"No live organism can continue for long to exist sanely under conditions of absolute reality; even larks and katydids are supposed, by some, to dream. Hill House, not sane, stood by itself against its hills, holding darkness within; it had stood so for eighty years and might stand for eighty more. Within, walls continued upright, bricks met nearly, floors were firm, and doors were sensibly shut; silence lay steadily against the wood and stone of Hill House, and whatever walked there, walked alone."

A short novel written by Shirley Jackson and published in 1957. It's the story of four people who go to a notorious haunted house to attempt to prove the existence of ghosts. In the process, they (in particular, the very nervous Eleanor) are preyed upon by something that wants to terrorize and destroy them. Is it a ghost? Is it the house? Or is it just Eleanor's over-active imagination? No one knows for sure...

Jackson's book succeeds because of the skillful subtlety that pervades the story. We never see any ghosts. We hear them -- or something that might be ghostly. There are never any gruesome shocks -- no grand guignol moments.
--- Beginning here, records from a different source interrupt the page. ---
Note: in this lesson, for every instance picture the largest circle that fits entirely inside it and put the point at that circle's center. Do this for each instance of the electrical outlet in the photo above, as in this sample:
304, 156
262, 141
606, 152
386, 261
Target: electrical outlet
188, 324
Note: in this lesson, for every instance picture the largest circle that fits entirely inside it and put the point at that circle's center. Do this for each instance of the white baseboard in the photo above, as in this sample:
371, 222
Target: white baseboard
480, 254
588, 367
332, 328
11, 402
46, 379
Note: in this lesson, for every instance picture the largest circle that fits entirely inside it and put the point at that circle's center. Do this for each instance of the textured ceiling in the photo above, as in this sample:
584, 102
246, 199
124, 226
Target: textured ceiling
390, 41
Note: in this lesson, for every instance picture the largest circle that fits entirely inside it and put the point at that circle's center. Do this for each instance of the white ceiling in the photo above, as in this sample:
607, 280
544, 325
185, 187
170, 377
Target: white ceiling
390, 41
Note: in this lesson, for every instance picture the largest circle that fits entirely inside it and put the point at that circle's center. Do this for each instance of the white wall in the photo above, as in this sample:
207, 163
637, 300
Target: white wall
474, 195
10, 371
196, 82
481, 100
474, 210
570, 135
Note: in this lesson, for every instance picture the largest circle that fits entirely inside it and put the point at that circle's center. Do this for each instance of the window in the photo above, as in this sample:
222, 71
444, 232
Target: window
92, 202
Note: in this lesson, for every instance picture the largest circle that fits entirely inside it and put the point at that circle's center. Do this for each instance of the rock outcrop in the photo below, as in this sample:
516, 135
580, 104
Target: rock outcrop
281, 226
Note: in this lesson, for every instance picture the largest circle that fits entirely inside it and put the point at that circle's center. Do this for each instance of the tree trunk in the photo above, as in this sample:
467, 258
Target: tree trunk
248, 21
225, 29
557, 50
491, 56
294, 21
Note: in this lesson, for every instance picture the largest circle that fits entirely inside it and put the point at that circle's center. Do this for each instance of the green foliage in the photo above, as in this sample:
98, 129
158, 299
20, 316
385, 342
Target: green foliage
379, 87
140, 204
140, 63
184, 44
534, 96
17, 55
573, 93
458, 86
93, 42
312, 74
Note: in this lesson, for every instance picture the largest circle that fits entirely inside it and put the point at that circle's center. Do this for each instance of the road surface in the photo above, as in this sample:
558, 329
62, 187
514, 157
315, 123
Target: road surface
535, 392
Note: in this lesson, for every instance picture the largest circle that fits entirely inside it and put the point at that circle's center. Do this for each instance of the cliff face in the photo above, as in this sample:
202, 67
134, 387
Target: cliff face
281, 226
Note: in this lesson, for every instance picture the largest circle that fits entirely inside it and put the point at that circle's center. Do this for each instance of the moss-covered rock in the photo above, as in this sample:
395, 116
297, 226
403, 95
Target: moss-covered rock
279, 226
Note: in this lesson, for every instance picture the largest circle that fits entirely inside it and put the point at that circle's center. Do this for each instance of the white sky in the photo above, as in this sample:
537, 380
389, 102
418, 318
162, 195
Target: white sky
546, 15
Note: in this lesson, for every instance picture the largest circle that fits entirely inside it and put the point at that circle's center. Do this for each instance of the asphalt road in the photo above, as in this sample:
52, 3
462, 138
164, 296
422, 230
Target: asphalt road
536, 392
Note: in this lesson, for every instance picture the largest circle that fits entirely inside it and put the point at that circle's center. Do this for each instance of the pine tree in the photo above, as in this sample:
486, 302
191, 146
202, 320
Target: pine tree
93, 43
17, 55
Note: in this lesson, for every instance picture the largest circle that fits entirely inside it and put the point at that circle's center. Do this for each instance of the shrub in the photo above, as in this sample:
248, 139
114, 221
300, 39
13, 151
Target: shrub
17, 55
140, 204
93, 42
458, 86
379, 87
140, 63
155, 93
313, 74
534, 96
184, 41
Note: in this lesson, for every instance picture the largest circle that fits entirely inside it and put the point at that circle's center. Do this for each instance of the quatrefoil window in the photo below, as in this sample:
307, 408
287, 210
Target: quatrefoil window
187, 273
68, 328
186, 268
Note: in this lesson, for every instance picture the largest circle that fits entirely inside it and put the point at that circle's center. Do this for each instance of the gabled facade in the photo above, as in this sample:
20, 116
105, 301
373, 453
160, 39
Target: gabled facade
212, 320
Jackson's writing is beautifully economical and clever -- the opening paragraph of the novel is famous for establishing the house's rigid, concrete solidity as well as the madness and danger it hides inside those well-built walls.

The whole novel is incredibly creepy, and that eerie creepiness sticks with you for years, usually rearing its head before bedtime on cold, windy nights...

It's been made into movies twice -- once in the brilliant and understated "The Haunting" in 1963 and again in the ham-fisted and moronic "The Haunting" in 1999. It was also the loose basis for a limited TV series on Netflix created and directed by Mike Flanagan in 2018.